Hong Kong pro-democracy media mogul Jimmy Lai (黎智英) would not appeal against the national security conviction for which he was jailed for 20 years last month, his legal team said yesterday, without providing a reason.
The 78-year-old founder of the now-defunct Apple Daily newspaper was found guilty in December last year on charges of foreign collusion and seditious publication.
His sentence was the harshest penalty doled out so far under a national security legislation imposed on Hong Kong by Beijing after widespread pro-democracy protests in 2019.
Photo: AFP
“We have clear and definitive instructions [from Lai] not to lodge an appeal against conviction or sentence,” his legal team said, adding that they would not give an explanation for the decision.
Lai’s conviction and sentencing received international condemnation, with rights groups saying his punishment was “effectively a death sentence” and a symbol of the city’s shriveling press freedoms.
UN rights chief Volker Turk has called for the verdict to be “promptly quashed as incompatible with international law.”
US President Donald Trump, who is expected to visit China this month, has urged Chinese President Xi Jinping (習近平) to free Lai.
China rejected the criticism, with Beijing saying it lodged “solemn representations” with nations that condemned the sentence.
Hong Kong Chief Executive John Lee (李家超) lauded the “severe” prison term as a demonstration of the city’s rule of law.

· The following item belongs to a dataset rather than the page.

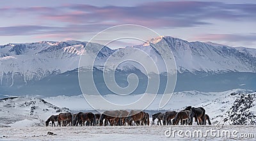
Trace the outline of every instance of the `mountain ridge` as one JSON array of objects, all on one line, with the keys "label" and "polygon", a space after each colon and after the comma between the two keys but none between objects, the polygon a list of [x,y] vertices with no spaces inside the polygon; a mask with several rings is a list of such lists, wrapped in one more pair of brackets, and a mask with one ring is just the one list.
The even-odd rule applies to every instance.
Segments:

Eight other defendants, including six Apple Daily executives, were handed jail sentences of up to 10 years in the same case.
All except Lai had pleaded guilty.
Lai’s decision reflects a “general disillusionment” with how the Hong Kong judiciary handles national security cases, Oxford Brookes University law lecturer Urania Chiu said.
The courts have “shown a ‘national security first’ approach which allows no space for rights-based arguments,” she added.
“Against this backdrop, it is hard for individual defendants and the general public to place trust in the judiciary’s independence and competence,” Chiu said.
Georgetown Center for Asian Law senior fellow Eric Lai said “it is premature to conclude whether forgoing an appeal might facilitate a negotiated release” ahead of any meeting between Trump and Xi.
That was because geopolitical conditions have “shifted considerably” with war breaking out in the Middle East.